If you want to keep the image, you can always say, "set aglitter by the sunshine."

http://www.merriam-webster.com/dictio...

Actually, I'm more inclined to say, "set alight by the sunshine."


message 44: by Susan (new)

Susan | 11 comments Hi I'm kind of lost between some words smeared blotched splotched blotted. hope someone could help here's the sentence

(She came out from under the car with her nose blotted with char. When she tried to wipe the dirty blotch from her nose, she splotched her cheek and made it worse. She looked funny as she took the screwdriver from him and reprimanded with a gentle voice.
"I said the blue screwdriver. Not the red one")


message 45: by Jane (last edited Jun 27, 2016 10:58AM) (new)

Jane Jago | 888 comments Susan wrote: "Hi I'm kind of lost between some words smeared blotched splotched blotted. hope someone could help here's the sentence

(She came out from under the car with her nose blotted with char. When she tr..."


Nose splotched (or blotched) with smut. When she tried to wipe the dirty blob from her nose, she smudged her cheek and made it worse

Maybe....


message 46: by Tina (new)

Tina Bailes | 4 comments Or, Nose splotched with smut as Jane said, but then: When she tried to wipe the blob from her nose (omit the redundant word dirty), she smudged her cheek.


message 47: by Susan (new)

Susan | 11 comments OK thanks


message 48: by Marwajan (new)

Marwajan | 1 comments Hi can I use the term heavy businessman to talk about an important businessman?


message 49: by Aislinn (new)

Aislinn Marwajan wrote: "Hi can I use the term heavy businessman to talk about an important businessman?"

If I heard the words 'heavy businessman' as a descriptor, I would think they meant a fat businessman.

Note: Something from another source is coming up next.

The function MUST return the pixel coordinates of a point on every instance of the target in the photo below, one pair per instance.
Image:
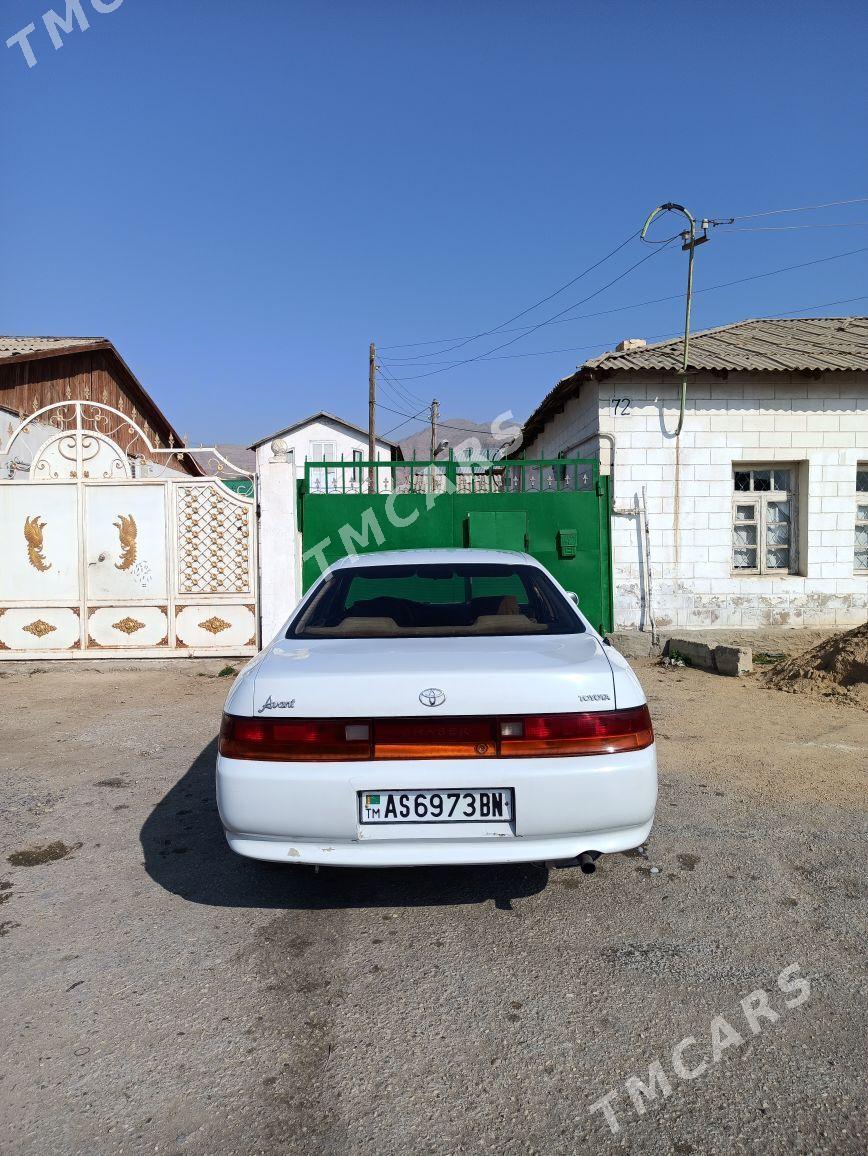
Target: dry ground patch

It's hard without knowing context, but something like 'senior executive' would probably work better.

Hope that helps!


message 50: by Jane (new)

Jane Jago | 888 comments Marwajan wrote: "Hi can I use the term heavy businessman to talk about an important businessman?"

In short no. See Aislinn's post.

Heavyweight businessman you might just about get away with.